L'aubergiste, qui avait entendu cette dernière remarque, tenta de se défendre :
- Je n'ai jamais dit que vous me dérangiez. J'ai peut être haussé le ton tout à l'heure, mais vous pouvez rester...
- Ça va, le coupa Hank. Sin fo a raison. Tu en as fait assez l'autre jour en accueillant tous les blessés, et en sacrifiant tout ton mobilier et la moitié de tes réserves.
- Ce n'était pas grand chose par rapport à ce que toi tu as fait.
- Ce n'est pas le moment d'en parler.
- Tu m'en veux toujours de ne pas t'avoir...
- J'ai dit que je ne voulais pas en parler. Ce n'est pas de moi dont il est question, mais de Tabatha. Elle sera mieux dans un lit que sur une table dans ta cambuse, c'est tout.
Sans attendre de réponse, Hank contourna sa femme pour se placer sur le côté de la table sur laquelle Tabatha était allongée, et la souleva en plaçant une main sous ses épaules et l'autre dans le creux de ses genoux. Bien qu'il l'ait prise en douceur, la petite princesse ouvrit les yeux et sourit faiblement en le voyant.
- Salut, dit-elle dans un souffle.
- Salut, répondit-il à voix basse. Comment tu te sens ?
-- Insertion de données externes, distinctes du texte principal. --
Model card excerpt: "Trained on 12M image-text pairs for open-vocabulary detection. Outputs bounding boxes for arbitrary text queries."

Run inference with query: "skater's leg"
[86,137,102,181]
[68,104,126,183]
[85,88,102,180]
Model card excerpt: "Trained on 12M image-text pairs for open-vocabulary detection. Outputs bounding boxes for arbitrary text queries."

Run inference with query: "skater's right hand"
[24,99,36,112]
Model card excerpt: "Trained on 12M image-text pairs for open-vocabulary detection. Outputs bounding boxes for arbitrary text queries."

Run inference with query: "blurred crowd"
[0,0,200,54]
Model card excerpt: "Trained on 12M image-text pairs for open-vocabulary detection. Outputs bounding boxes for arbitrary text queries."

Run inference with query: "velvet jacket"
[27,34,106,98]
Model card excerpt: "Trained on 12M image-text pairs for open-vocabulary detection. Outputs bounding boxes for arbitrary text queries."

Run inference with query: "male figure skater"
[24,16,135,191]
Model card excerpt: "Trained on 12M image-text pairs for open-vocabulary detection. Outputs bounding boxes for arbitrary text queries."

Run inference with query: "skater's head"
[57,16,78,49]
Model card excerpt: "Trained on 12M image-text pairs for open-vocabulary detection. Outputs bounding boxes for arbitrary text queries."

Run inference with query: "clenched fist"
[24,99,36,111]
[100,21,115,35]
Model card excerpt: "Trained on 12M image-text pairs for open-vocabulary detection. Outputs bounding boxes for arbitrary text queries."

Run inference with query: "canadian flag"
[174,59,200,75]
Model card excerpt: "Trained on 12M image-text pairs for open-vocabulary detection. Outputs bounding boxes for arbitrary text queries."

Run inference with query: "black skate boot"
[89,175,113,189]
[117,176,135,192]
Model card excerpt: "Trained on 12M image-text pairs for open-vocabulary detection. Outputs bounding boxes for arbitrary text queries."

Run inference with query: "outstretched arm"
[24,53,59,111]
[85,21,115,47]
- Claquée. Qu'est-ce qu'il s'est passé ?
- Je te raconterais, rendors-toi. On t'amène chez nous.
- Je préfère aller chez moi s'il te plaît.
- À tes ordres princesse.
- Hank, tu peux demander à Maxou de venir ?
Hank hésita une seconde, mais n'eut pas à trouver une réponse car son amie s'était déjà rendormie. Il la souleva un peu plus et lui cala la tête contre son épaule. Il fit un petit signe de tête à Sin fo, qui se releva et accompagna son mari au dehors.